The south Florida paper, the Sun Sentinel has a problem with public libraries.
"Some day in the future, boys and girls might read on their electronic devices about cavernous, well-air-conditioned, book-loaning storehouses from the past. They were called libraries.
Book reading devices such as the handheld iPad, the Amazon Kindle, or even a computer laptop, allow readers to download free library books without ever setting foot in a library."
So here is a newspaper, itself an industry on the brink of extinction, bitterly distracting its few final readers from that fact by attacking the local libraries as dinosaurs. Libraries, I should say, account for many of the print editions that the newspaper is still able to sell. Our library probably receives 40 copies of the daily Sun Sentinel. And yet you need to go down 27 paragraphs to get to this:
"The past five years in Palm Beach County have seen staggering growth: Circulation is up 36 percent, visitors 50 percent, and computer users 83 percent, according to the system's statistics."
You can almost hear the "wink, wink" that piggybacks onto the words, "according to the system's statistics," like libraries are making this stuff up. Thanks for the support.
Really, what does it cost to read an ebook, I mean a bestseller?
The Kindle is a minimum $139, but for that price you need a place with wifi to download a book. Add 3G for another $50 to truly be independent.
The iPad starts at $499 ($600+ for 3G), plus the monthly service that keeps the iPad from being just a pretty clipboard. So add another $200 a year for the iPad to be useful.
An iPhone is, what? $400 + $300 a year?
And The Girl Who Kicked the Hornet's Nest is $9.99 at Amazon and I don't know if Apple even has that.
Now here is the cool part: it will still cost you $500 or more to download this book for free from the library because you need a fairly up-to-date notebook computer to run all the software it takes and to have built-in wifi.
And yet, some people think this is the solution to the "library problem," the problem the Sun Sentinel so astutely attributes to libraries as the "cavernous... storehouses from the past." As if everyone has $500 or more to download econtent.
But librarians aren't helping. Read the article to see librarians call their libraries, the "living room of the community," or an "empowerment zone." What the hell are some of us thinking?
What is wrong with "library"? It's great name. But some people think the name should change to reflect the times. No. Just keep directing the service back to the name. DVDs = Library. Ebooks = Library. Job Searching = Library. See? It's easy. You don't need to rename the place The Community Enrichment Station. Because you'll spend the next two years trying to explain that it's the library and not a bus station or a farmer's market. Library is the brand; no rebranding is needed.
I don't know why the Sun Sentinel wants to make libraries appear to their readers as poor community investments. What about the empty Circuit City buildings and the abandoned Linens 'n Things and Albertson's supermarkets all over Florida?
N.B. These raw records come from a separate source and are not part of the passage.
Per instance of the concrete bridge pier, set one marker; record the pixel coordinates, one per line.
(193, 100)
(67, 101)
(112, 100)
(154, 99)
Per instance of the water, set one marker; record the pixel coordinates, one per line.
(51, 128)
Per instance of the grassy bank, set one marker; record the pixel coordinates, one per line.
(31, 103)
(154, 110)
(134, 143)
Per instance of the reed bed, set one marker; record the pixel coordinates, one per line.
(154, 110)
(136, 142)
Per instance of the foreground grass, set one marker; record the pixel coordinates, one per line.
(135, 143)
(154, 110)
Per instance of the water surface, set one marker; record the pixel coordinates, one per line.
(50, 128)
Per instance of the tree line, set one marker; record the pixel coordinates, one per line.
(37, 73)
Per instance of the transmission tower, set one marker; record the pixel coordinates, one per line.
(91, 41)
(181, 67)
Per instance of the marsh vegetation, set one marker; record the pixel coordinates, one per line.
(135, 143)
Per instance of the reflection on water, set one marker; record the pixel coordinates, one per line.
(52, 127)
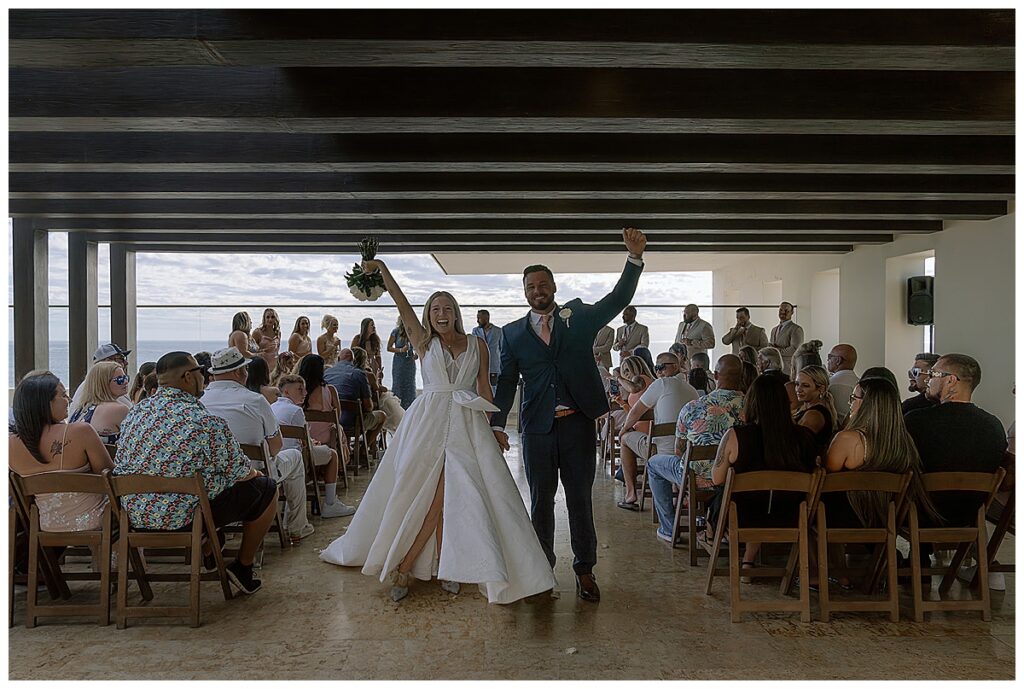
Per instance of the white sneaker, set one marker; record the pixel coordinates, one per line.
(337, 509)
(306, 530)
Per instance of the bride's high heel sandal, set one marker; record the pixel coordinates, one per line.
(399, 586)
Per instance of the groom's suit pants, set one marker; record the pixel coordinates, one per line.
(567, 453)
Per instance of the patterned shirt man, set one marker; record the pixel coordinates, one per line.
(171, 434)
(706, 420)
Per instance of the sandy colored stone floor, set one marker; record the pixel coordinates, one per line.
(315, 621)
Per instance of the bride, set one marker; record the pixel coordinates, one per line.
(442, 502)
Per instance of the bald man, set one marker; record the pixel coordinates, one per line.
(842, 359)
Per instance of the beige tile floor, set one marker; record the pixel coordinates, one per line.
(315, 621)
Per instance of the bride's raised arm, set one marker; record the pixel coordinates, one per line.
(417, 335)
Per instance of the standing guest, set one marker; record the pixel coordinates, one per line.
(744, 334)
(171, 434)
(258, 380)
(693, 333)
(631, 335)
(328, 344)
(602, 346)
(841, 361)
(492, 336)
(267, 337)
(956, 434)
(666, 395)
(42, 443)
(252, 422)
(104, 386)
(105, 352)
(402, 364)
(286, 364)
(136, 387)
(369, 340)
(241, 337)
(288, 410)
(815, 410)
(786, 336)
(299, 342)
(923, 363)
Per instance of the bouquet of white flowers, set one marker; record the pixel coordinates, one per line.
(366, 286)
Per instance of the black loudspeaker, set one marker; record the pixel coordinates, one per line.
(921, 300)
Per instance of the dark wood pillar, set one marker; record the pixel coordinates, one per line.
(124, 312)
(82, 298)
(32, 317)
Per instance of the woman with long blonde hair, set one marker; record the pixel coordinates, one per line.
(442, 501)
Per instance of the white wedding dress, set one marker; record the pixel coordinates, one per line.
(487, 537)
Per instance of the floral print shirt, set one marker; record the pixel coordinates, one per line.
(171, 434)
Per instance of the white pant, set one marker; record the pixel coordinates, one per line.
(288, 472)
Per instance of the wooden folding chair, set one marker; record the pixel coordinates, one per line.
(260, 455)
(964, 536)
(895, 487)
(96, 540)
(656, 431)
(190, 540)
(314, 486)
(790, 481)
(338, 440)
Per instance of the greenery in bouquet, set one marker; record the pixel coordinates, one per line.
(366, 286)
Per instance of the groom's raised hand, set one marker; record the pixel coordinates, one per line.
(635, 241)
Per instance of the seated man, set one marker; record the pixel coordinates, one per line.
(667, 396)
(252, 421)
(701, 422)
(288, 410)
(170, 434)
(351, 384)
(956, 435)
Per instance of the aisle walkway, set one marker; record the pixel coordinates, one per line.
(315, 621)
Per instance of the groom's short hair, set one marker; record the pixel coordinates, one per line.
(537, 268)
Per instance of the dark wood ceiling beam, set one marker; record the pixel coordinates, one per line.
(484, 225)
(758, 27)
(314, 92)
(400, 149)
(428, 184)
(346, 209)
(518, 125)
(78, 53)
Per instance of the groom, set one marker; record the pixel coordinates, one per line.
(552, 349)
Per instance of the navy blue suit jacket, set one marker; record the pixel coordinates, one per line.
(569, 358)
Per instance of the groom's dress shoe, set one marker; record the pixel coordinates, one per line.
(587, 588)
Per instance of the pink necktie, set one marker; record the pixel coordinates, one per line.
(546, 328)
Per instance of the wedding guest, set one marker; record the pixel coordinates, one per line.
(328, 344)
(267, 337)
(403, 364)
(172, 434)
(923, 363)
(136, 387)
(241, 337)
(299, 343)
(492, 336)
(744, 334)
(815, 410)
(99, 405)
(42, 443)
(667, 396)
(288, 410)
(258, 380)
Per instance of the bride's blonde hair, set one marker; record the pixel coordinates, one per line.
(426, 316)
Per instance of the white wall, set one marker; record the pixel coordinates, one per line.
(974, 299)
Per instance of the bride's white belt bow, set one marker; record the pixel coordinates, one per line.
(463, 397)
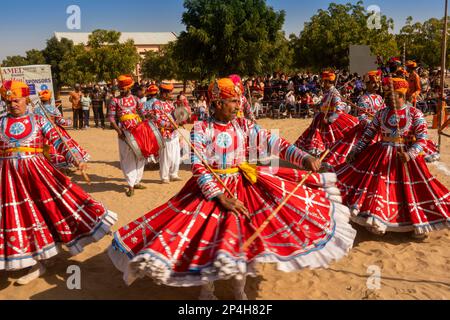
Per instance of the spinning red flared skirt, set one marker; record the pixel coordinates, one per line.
(42, 209)
(322, 136)
(145, 140)
(57, 159)
(189, 240)
(385, 195)
(342, 148)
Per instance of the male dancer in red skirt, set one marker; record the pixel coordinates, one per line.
(40, 208)
(126, 109)
(54, 115)
(331, 124)
(197, 237)
(387, 185)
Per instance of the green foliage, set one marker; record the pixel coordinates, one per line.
(160, 65)
(232, 36)
(54, 54)
(75, 66)
(14, 61)
(326, 38)
(423, 41)
(32, 57)
(104, 59)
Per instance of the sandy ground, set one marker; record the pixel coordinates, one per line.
(409, 270)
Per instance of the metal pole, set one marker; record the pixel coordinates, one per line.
(443, 68)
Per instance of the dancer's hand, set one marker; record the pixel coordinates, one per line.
(312, 164)
(233, 205)
(351, 157)
(120, 134)
(404, 157)
(82, 166)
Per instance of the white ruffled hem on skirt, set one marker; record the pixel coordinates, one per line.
(376, 225)
(225, 267)
(75, 247)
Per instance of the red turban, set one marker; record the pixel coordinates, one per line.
(13, 89)
(328, 75)
(125, 82)
(222, 89)
(45, 95)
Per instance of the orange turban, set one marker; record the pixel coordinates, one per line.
(166, 86)
(328, 75)
(372, 76)
(411, 64)
(45, 95)
(400, 85)
(125, 82)
(13, 89)
(401, 71)
(152, 90)
(237, 82)
(222, 89)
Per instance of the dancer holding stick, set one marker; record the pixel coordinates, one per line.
(198, 240)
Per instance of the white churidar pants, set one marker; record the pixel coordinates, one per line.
(132, 167)
(169, 158)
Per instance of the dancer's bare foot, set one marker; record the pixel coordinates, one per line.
(207, 292)
(239, 289)
(130, 192)
(376, 231)
(35, 272)
(421, 237)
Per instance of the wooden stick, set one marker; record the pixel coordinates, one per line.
(197, 153)
(282, 204)
(83, 173)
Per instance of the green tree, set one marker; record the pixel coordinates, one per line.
(103, 58)
(108, 57)
(231, 36)
(32, 57)
(160, 65)
(327, 36)
(422, 41)
(54, 54)
(35, 57)
(14, 61)
(75, 66)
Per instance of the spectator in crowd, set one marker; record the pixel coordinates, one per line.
(140, 94)
(75, 99)
(202, 108)
(98, 98)
(86, 104)
(290, 103)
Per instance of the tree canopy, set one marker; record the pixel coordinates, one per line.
(327, 36)
(104, 59)
(232, 36)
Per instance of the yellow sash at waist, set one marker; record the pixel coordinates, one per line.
(399, 139)
(248, 170)
(130, 117)
(330, 109)
(22, 149)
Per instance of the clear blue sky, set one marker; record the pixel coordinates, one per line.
(26, 24)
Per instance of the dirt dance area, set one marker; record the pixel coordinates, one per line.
(409, 269)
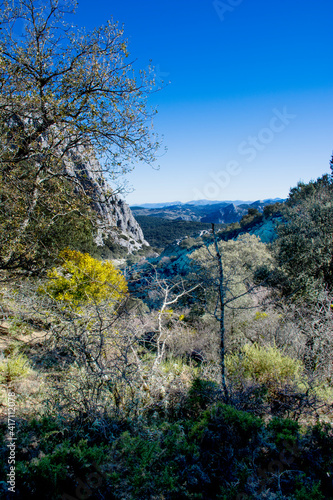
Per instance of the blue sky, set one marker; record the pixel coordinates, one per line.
(248, 111)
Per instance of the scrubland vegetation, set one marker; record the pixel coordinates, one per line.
(118, 383)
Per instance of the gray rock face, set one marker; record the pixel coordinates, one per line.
(115, 219)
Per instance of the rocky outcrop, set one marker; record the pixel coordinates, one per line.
(115, 219)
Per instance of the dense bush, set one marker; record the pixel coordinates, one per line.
(82, 279)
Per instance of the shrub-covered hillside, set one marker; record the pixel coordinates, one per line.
(203, 373)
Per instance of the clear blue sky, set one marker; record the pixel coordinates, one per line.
(249, 108)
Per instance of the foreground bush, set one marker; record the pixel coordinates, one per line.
(81, 279)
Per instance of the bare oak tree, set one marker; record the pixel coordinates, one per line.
(62, 91)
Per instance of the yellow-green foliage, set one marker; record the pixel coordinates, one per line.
(81, 279)
(265, 365)
(13, 368)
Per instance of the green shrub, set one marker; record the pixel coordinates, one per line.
(13, 368)
(264, 365)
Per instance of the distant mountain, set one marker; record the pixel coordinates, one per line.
(159, 205)
(198, 203)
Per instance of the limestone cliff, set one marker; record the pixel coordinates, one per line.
(115, 219)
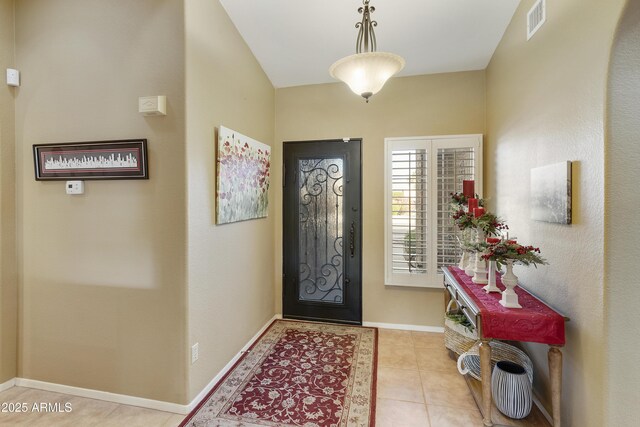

A little economic downturn and these companies pull out and leave hundreds jobless. Libraries don't try to turn a profit; they only exist to serve the community. Libraries employ people; librarians assist those who seek employment; and we offer computer and Internet training programs. So why all the hate?
The solution is not to make everyone spend hundreds of dollars on devices which only benefits Apple or Amazon or Google. The solution is to support public libraries so we can continue to buy books and newspapers and econtent and computer hardware and furniture and electricity and gasoline. We receive regular mail and UPS and FedEx and DHL deliveries. The Sun Sentinel is attempting to demonize government because we are building libraries and, God forbid, putting people to work. Here. Locally. We're not manufacturing in China with $1 a day labor. We are part of the community. We don't pack it in because we have a bad Christmas season. When you see a library under construction, the first thing you should think is that your community is important enough to have a library.
I know with November looming, it's trendy to cow to the "tea party" crowd, our future overlords and begin criticizing all government as BAD government. But public libraries are always GOOD government. Unless you just feel that ALL government is bad, then I don't have an argument; you're just evil and probably rich enough to hire someone to beat me up.